Shannon dangling her feet.
Feluccas tied up in the morning.
We sailed for 1.5 days, from the city of Aswan (by the big Aswan dam), but only made it maybe 50 km downriver (less than an hour’s drive).   We had two nights on the boat, where we beached next to a flotilla of other maybe 10 other feluccas enjoying the same slow travel. 

Doing Yoga in the desert.

The first night we tied up next to a Nubian village, so there were bathroom facilities (and a bar/restaurant if you wanted) on shore. The second night we were on an uninhabited beach, which meant that improvised latrine facilities were the order of the evening.

Or perhaps should have been the order. A few of the boats tied up nearby were full of 20-something singles on a party cruise, and they did what 20-something singles do. There was a fun (for a while…then this fuddy-duddy wanted to sleep) drum and dancing circle around the campfire, there was drinking, presumably there were trips to the bushes for some nookie.  What there certainly was not was any sort of outhouse or designated toilet area. Hanna discovered just how poorly trained in outdoor hygiene this group was.  After walking the wobbly gangplank from the boat to the beach, and heading out for a pre-bed pee, she came back to the boat understandably angered “Someone shat on the trail. It’s all over my pants.” Nice. Actually, in the morning I discovered the whole beach was littered in human shit-mines.  Hey all tour operators: please install an outhouse or three at your beach landing spots, and/or train your passengers how to dig a proper backcountry cathole.
Campfire with drinking and partying and such.  Us lame-o's left early, in time to find the shit on the trail.
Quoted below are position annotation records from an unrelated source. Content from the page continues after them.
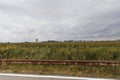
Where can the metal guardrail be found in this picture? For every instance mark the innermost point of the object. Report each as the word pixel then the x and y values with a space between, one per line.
pixel 7 76
pixel 62 62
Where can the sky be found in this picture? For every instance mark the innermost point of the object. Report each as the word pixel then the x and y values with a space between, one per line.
pixel 26 20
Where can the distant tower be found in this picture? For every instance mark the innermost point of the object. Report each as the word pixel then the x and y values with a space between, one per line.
pixel 36 40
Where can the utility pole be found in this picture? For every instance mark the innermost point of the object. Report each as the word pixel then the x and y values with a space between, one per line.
pixel 36 40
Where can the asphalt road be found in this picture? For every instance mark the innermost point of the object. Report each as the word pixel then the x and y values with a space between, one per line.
pixel 4 76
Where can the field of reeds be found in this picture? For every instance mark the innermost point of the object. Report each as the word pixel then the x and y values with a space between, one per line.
pixel 62 51
pixel 96 50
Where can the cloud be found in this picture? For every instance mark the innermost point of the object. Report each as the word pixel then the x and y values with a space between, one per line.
pixel 25 20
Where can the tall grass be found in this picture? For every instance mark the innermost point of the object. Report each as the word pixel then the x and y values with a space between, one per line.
pixel 62 51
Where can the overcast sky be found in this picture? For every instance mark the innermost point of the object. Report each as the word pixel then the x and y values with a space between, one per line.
pixel 25 20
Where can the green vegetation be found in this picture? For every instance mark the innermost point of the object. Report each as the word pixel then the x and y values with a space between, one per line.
pixel 102 50
pixel 62 51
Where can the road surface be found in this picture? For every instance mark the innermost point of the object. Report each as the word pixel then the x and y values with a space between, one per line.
pixel 4 76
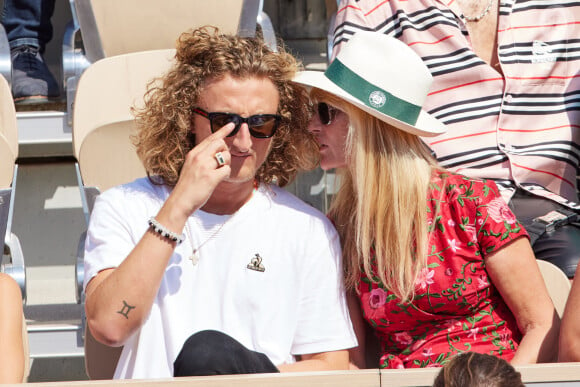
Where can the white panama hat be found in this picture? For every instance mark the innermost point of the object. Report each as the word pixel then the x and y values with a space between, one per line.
pixel 382 76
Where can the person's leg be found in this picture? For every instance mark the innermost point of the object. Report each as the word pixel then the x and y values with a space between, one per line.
pixel 29 29
pixel 215 353
pixel 27 22
pixel 561 246
pixel 11 343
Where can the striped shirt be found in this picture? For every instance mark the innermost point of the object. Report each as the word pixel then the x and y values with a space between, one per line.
pixel 522 128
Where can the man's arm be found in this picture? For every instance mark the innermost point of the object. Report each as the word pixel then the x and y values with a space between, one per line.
pixel 324 361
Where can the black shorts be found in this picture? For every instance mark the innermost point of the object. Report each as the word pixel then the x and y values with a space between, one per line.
pixel 560 246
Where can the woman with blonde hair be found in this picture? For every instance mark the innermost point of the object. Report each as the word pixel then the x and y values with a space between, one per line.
pixel 438 262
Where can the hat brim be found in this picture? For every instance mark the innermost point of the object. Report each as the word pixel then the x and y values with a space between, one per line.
pixel 426 125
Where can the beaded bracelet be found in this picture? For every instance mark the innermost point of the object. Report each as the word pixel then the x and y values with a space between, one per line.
pixel 164 232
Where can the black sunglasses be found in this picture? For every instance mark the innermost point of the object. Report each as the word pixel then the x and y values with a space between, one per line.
pixel 326 113
pixel 260 125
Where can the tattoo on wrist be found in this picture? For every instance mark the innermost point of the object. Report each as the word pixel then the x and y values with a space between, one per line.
pixel 125 309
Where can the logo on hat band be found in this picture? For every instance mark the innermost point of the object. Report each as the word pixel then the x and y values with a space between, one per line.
pixel 370 95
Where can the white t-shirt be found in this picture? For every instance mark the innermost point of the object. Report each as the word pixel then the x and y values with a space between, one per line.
pixel 295 306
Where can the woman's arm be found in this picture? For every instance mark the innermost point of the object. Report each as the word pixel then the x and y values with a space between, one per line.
pixel 11 347
pixel 570 331
pixel 514 272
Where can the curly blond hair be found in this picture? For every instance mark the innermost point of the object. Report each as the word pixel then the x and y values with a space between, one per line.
pixel 165 122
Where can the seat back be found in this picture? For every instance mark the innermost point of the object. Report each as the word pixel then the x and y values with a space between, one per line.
pixel 26 347
pixel 8 135
pixel 102 121
pixel 557 283
pixel 102 126
pixel 113 27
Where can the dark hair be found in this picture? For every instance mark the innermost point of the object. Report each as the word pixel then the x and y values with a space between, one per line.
pixel 472 369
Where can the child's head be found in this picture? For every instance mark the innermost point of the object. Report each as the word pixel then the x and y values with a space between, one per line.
pixel 471 369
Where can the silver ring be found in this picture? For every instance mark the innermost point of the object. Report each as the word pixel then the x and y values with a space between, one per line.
pixel 219 157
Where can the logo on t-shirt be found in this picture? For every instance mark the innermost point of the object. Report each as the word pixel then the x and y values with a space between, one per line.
pixel 256 264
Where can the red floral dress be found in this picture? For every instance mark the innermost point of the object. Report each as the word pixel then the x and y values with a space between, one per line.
pixel 456 307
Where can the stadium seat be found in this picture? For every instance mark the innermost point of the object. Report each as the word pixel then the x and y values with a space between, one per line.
pixel 12 252
pixel 102 126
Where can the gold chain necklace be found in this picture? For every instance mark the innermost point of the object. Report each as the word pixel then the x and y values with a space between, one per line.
pixel 481 15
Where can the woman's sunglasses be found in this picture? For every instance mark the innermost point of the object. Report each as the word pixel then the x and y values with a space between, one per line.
pixel 260 125
pixel 326 113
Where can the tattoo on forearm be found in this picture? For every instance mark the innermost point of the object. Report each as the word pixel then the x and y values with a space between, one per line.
pixel 125 309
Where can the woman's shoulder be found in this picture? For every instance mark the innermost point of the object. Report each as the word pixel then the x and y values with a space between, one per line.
pixel 450 181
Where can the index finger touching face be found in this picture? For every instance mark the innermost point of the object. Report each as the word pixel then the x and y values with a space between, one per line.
pixel 223 131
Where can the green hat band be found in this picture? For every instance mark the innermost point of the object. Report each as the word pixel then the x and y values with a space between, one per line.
pixel 371 95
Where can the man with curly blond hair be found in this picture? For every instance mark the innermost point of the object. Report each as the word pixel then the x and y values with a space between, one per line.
pixel 208 266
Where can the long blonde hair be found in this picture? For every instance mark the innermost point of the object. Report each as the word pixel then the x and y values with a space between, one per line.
pixel 382 202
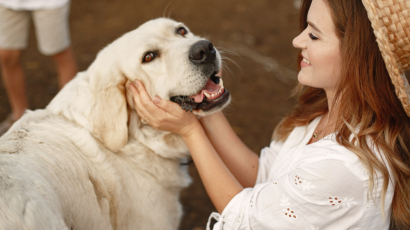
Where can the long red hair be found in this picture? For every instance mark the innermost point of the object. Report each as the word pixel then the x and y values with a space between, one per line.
pixel 370 109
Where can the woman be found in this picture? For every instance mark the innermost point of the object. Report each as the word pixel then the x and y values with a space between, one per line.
pixel 340 159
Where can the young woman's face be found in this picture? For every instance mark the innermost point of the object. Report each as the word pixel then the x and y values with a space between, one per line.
pixel 321 64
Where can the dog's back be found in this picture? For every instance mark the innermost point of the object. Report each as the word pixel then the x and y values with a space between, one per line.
pixel 44 181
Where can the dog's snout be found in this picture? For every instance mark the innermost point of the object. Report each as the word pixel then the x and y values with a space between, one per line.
pixel 202 52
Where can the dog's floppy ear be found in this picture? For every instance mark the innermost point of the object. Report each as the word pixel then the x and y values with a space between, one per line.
pixel 109 114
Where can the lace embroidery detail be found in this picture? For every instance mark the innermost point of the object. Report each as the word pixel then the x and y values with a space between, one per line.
pixel 303 184
pixel 284 201
pixel 290 213
pixel 345 203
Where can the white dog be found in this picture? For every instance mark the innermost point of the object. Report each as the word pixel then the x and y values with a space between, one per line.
pixel 87 161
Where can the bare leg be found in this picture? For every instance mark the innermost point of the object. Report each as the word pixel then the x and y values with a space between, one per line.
pixel 66 66
pixel 13 78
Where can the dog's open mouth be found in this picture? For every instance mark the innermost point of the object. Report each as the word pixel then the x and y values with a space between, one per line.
pixel 211 96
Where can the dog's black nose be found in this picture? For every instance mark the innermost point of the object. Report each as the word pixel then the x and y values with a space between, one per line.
pixel 202 52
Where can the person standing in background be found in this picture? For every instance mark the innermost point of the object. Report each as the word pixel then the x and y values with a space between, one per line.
pixel 50 18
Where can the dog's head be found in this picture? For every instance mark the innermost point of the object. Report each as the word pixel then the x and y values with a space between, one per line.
pixel 172 63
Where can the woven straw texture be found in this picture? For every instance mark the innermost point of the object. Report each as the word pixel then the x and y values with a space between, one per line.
pixel 391 23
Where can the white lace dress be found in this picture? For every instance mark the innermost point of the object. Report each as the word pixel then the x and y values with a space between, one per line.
pixel 318 186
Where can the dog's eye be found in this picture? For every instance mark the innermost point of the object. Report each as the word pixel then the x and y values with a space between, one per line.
pixel 149 57
pixel 182 31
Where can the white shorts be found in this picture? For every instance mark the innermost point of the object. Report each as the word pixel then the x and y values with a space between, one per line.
pixel 51 26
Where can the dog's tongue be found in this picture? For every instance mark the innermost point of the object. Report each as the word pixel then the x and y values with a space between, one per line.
pixel 210 88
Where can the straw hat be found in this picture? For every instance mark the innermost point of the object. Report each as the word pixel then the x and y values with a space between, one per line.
pixel 391 24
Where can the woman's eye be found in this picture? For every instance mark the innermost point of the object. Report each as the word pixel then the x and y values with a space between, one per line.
pixel 182 31
pixel 312 36
pixel 149 57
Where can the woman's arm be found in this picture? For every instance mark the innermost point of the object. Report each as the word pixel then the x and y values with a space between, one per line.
pixel 240 160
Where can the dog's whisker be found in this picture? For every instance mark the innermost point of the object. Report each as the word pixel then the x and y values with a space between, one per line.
pixel 236 64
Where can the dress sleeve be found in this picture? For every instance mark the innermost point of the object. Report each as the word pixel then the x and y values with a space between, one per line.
pixel 267 157
pixel 316 194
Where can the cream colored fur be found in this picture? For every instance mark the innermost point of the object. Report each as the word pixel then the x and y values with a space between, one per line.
pixel 86 162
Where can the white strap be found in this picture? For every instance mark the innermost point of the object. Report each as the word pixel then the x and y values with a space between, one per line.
pixel 215 216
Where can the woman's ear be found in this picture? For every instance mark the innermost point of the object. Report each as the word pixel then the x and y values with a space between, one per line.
pixel 109 114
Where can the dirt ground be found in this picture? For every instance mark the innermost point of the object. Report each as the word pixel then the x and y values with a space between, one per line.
pixel 254 35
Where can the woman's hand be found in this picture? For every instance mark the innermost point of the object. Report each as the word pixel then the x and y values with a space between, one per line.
pixel 163 114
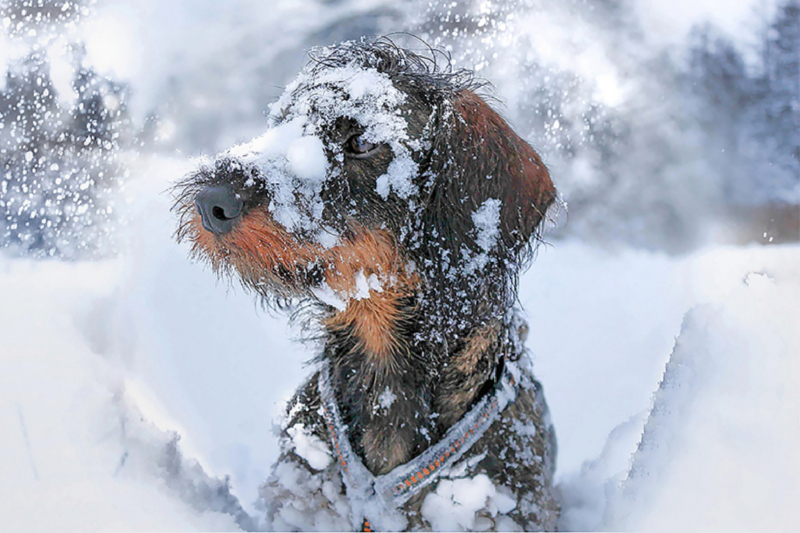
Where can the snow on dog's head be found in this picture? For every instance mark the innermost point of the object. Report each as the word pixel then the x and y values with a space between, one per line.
pixel 376 165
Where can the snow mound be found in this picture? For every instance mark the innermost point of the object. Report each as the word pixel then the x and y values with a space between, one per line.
pixel 720 447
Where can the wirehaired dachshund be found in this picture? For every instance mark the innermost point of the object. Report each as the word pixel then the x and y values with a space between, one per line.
pixel 392 209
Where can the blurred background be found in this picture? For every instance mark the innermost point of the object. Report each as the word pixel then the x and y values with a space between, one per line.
pixel 139 392
pixel 665 126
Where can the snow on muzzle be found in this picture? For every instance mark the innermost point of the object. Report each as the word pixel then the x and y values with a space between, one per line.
pixel 286 162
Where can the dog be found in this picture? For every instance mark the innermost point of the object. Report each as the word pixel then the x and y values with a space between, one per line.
pixel 393 209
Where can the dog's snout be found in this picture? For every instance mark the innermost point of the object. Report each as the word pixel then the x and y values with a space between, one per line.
pixel 220 208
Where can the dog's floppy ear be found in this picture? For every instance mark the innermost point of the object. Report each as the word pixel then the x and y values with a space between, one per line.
pixel 476 157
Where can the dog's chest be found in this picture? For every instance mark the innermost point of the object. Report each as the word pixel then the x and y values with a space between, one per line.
pixel 501 483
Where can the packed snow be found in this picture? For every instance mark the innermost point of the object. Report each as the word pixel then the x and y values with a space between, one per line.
pixel 103 361
pixel 139 392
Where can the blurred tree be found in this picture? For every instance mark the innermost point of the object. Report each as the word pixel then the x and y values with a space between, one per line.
pixel 781 98
pixel 59 165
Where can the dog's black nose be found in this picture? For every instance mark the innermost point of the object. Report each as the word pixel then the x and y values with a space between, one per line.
pixel 220 208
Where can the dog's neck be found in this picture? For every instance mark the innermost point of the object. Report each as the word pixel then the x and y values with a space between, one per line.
pixel 397 389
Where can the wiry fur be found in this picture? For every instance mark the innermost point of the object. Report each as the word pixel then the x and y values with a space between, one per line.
pixel 437 331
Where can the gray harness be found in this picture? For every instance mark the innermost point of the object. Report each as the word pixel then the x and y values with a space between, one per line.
pixel 375 501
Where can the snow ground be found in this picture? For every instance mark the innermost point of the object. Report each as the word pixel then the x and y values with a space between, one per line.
pixel 101 362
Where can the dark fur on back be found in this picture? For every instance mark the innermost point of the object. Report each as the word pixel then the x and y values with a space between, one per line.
pixel 448 248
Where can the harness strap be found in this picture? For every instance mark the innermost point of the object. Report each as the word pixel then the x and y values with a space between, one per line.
pixel 375 500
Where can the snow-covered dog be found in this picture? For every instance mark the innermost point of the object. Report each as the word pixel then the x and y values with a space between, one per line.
pixel 398 208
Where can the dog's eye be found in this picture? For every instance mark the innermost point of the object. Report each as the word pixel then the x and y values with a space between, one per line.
pixel 356 145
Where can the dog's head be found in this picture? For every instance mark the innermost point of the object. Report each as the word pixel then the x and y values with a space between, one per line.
pixel 379 171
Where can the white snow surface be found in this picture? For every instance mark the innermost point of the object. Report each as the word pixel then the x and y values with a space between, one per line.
pixel 101 362
pixel 455 503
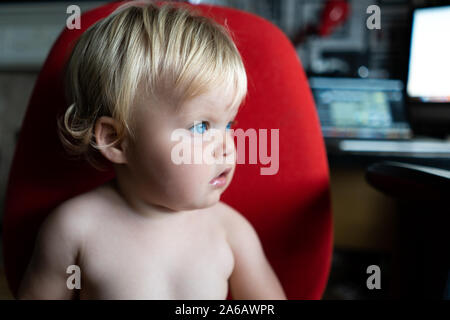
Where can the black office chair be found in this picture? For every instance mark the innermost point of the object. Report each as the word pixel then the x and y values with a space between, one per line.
pixel 422 254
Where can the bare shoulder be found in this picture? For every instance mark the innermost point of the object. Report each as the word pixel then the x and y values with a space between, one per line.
pixel 76 215
pixel 233 221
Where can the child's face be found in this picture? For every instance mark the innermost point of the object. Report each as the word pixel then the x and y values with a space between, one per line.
pixel 154 173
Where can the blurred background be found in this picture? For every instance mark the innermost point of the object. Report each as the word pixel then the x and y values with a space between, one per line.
pixel 380 97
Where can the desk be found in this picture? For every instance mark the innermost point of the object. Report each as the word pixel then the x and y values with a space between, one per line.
pixel 363 217
pixel 413 230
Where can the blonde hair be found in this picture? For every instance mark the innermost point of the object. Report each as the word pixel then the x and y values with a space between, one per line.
pixel 174 52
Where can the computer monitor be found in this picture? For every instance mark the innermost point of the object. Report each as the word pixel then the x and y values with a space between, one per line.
pixel 428 85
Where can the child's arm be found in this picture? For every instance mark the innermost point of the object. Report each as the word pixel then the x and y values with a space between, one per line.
pixel 252 278
pixel 56 248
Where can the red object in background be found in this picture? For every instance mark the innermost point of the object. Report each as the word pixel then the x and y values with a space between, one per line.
pixel 290 210
pixel 334 14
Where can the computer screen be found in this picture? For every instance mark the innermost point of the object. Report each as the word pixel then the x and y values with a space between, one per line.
pixel 360 108
pixel 429 62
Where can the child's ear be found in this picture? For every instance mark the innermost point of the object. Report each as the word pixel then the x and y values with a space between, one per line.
pixel 106 132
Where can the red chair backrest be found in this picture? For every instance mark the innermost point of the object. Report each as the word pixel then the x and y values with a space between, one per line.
pixel 290 210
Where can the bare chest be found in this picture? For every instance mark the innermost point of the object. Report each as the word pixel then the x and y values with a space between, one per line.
pixel 173 263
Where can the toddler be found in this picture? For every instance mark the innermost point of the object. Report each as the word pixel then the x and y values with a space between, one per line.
pixel 159 229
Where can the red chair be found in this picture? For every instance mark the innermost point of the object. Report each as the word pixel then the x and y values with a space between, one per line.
pixel 290 210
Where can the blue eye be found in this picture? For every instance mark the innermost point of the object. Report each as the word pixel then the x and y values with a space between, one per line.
pixel 231 123
pixel 199 128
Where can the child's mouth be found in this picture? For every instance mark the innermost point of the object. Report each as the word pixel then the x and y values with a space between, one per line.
pixel 221 179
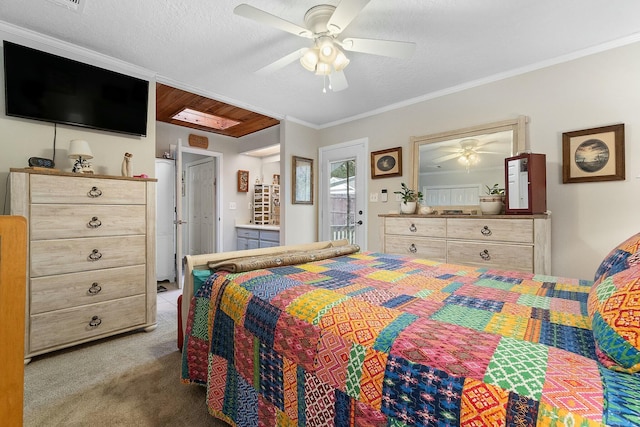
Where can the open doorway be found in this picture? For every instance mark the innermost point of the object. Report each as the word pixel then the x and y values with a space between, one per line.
pixel 198 201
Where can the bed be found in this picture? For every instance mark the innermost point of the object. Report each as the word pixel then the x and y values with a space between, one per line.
pixel 327 335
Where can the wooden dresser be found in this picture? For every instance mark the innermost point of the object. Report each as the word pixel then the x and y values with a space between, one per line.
pixel 13 267
pixel 510 242
pixel 91 262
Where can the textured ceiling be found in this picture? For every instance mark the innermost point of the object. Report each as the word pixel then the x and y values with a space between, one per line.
pixel 202 44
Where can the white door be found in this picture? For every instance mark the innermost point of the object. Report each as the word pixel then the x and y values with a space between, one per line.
pixel 181 194
pixel 201 206
pixel 342 190
pixel 165 216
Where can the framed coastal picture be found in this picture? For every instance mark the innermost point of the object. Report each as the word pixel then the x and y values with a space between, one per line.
pixel 243 181
pixel 386 163
pixel 595 154
pixel 302 181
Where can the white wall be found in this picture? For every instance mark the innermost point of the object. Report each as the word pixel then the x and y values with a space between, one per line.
pixel 24 138
pixel 588 219
pixel 298 222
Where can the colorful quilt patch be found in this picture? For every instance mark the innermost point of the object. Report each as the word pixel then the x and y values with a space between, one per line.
pixel 308 305
pixel 622 406
pixel 296 340
pixel 320 402
pixel 417 394
pixel 519 366
pixel 331 360
pixel 460 351
pixel 358 321
pixel 482 404
pixel 385 340
pixel 572 383
pixel 472 318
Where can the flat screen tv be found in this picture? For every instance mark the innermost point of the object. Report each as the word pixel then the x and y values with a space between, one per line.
pixel 42 86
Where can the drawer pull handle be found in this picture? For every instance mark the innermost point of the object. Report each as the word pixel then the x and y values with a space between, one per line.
pixel 94 223
pixel 94 192
pixel 95 322
pixel 95 288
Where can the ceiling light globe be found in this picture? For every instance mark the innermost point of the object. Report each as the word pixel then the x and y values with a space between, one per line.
pixel 323 69
pixel 328 50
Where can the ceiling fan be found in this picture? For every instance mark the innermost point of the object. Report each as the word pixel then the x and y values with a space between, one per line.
pixel 467 154
pixel 323 25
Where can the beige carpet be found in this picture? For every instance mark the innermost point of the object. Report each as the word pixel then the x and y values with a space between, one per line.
pixel 129 380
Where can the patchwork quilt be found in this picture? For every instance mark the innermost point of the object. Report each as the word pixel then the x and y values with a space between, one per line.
pixel 373 339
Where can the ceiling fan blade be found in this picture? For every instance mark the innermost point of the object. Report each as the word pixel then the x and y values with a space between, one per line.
pixel 346 11
pixel 281 63
pixel 266 18
pixel 338 81
pixel 390 48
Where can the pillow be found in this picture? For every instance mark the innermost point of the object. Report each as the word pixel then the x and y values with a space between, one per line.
pixel 620 258
pixel 614 308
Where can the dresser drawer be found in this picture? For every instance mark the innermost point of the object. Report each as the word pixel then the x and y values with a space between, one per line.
pixel 248 233
pixel 502 256
pixel 80 190
pixel 85 322
pixel 72 221
pixel 270 235
pixel 50 293
pixel 512 230
pixel 423 227
pixel 49 257
pixel 420 247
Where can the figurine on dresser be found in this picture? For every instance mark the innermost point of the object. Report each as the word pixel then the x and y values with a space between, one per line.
pixel 126 164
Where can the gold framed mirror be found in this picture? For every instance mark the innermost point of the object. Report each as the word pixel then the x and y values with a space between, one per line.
pixel 452 169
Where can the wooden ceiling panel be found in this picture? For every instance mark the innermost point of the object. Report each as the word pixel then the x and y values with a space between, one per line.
pixel 170 101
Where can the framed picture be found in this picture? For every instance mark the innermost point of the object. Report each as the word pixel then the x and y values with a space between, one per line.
pixel 243 181
pixel 302 193
pixel 386 163
pixel 593 154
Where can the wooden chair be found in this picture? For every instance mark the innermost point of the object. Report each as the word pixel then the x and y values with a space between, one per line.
pixel 13 271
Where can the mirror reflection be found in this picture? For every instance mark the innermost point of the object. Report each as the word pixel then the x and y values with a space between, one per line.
pixel 453 169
But I digress from the point of this story…which was that just floating on the Nile (vaguely sailing, but mostly not going fast enough to qualify) was immensely satisfying. It was my favorite part of an overall unforgettable trip. “Roughing  it” with no bathrooms aboard might not be for everyone, but if you like camping, you need to try a felucca ride. I only wish we had gone for more nights.
It felt timeless.
This wasn’t much different than how people had traveled 5000 years ago on the Nile. 
We had time to read.
Time to Nap. 
Time to watch the ibises and egrets.
Time to watch the small-time farmers work their tiny plots of irrigated, amazingly fertile Nile valley land.
Time to chat about world politics with Ahmed, who was happily and ridiculously wrong about the odds of a revolution in Egypt happening anytime soon.
Time to wade or swim in the Nile. It is a silent river, but moving quite fast. I had to swim basically full speed to stay put when heading upriver.
Time to play cards, including teaching ourselves an Egyptian game called tarneeb.
Time for Hanna the science teacher to explain to Ahmed, the Columbians, and Scots about the cycles of the moon.
Time to just be.

Like the Nile.



See some more photos below.
Crew climbing the mast in the morning to set the sails.
Sunset.

The big mainsail.
Hanna explaining the phases of the moon to Pei Pei Maurizio, Jaime, and our guide Ahmed (I).
A few hundred meters from the river...on a sand dune that pretty much stretched across the continent.
Traditional farming next to the Nile, near Aswan.